Response to Amendment
Claim Rejections - 35 USC § 102
In the event the determination of the status of the application as subject to AIA 35 U.S.C. 102 and 103 (or as subject to pre-AIA 35 U.S.C. 102 and 103) is incorrect, any correction of the statutory basis (i.e., changing from AIA to pre-AIA ) for the rejection will not be considered a new ground of rejection if the prior art relied upon, and the rationale supporting the rejection, would be the same under either status.
The following is a quotation of the appropriate paragraphs of 35 U.S.C. 102 that form the basis for the rejections under this section made in this Office action:
A person shall be entitled to a patent unless –
(a)(1) the claimed invention was patented, described in a printed publication, or in public use, on sale, or otherwise available to the public before the effective filing date of the claimed invention.
(a)(2) the claimed invention was described in a patent issued under section 151, or in an application for patent published or deemed published under section 122(b), in which the patent or application, as the case may be, names another inventor and was effectively filed before the effective filing date of the claimed invention.

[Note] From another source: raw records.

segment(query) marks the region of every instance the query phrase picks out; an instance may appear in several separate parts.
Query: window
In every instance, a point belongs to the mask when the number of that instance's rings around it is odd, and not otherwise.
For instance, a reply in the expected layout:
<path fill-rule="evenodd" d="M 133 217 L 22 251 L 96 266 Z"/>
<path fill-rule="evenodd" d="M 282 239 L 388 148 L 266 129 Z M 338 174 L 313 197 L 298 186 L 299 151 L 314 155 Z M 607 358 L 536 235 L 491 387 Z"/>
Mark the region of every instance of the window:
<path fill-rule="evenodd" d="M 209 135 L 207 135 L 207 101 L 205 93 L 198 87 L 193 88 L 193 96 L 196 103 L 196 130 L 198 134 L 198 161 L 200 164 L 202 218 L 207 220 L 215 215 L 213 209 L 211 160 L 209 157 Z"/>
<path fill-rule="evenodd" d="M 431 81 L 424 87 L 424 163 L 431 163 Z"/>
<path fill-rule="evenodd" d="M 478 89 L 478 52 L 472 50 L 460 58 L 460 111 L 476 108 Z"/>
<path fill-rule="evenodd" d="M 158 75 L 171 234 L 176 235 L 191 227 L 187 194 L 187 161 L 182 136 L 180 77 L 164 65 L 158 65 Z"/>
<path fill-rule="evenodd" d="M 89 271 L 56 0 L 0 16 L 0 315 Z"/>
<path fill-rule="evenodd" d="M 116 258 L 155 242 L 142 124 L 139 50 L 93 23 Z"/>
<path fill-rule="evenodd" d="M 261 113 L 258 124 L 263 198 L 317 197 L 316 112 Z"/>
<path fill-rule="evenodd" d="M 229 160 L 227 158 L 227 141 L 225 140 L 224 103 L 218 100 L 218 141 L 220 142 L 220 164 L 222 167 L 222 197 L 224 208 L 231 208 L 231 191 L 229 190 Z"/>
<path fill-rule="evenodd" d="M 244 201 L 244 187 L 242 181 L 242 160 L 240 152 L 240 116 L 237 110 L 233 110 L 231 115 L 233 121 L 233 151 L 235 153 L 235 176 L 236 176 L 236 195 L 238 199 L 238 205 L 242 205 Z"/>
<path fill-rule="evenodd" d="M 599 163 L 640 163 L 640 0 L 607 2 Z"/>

Claim Rejections - 35 USC § 103
The following is a quotation of 35 U.S.C. 103 which forms the basis for all obviousness rejections set forth in this Office action:
A patent for a claimed invention may not be obtained, notwithstanding that the claimed invention is not identically disclosed as set forth in section 102, if the differences between the claimed invention and the prior art are such that the claimed invention as a whole would have been obvious before the effective filing date of the claimed invention to a person having ordinary skill in the art to which the claimed invention pertains. Patentability shall not be negated by the manner in which the invention was made.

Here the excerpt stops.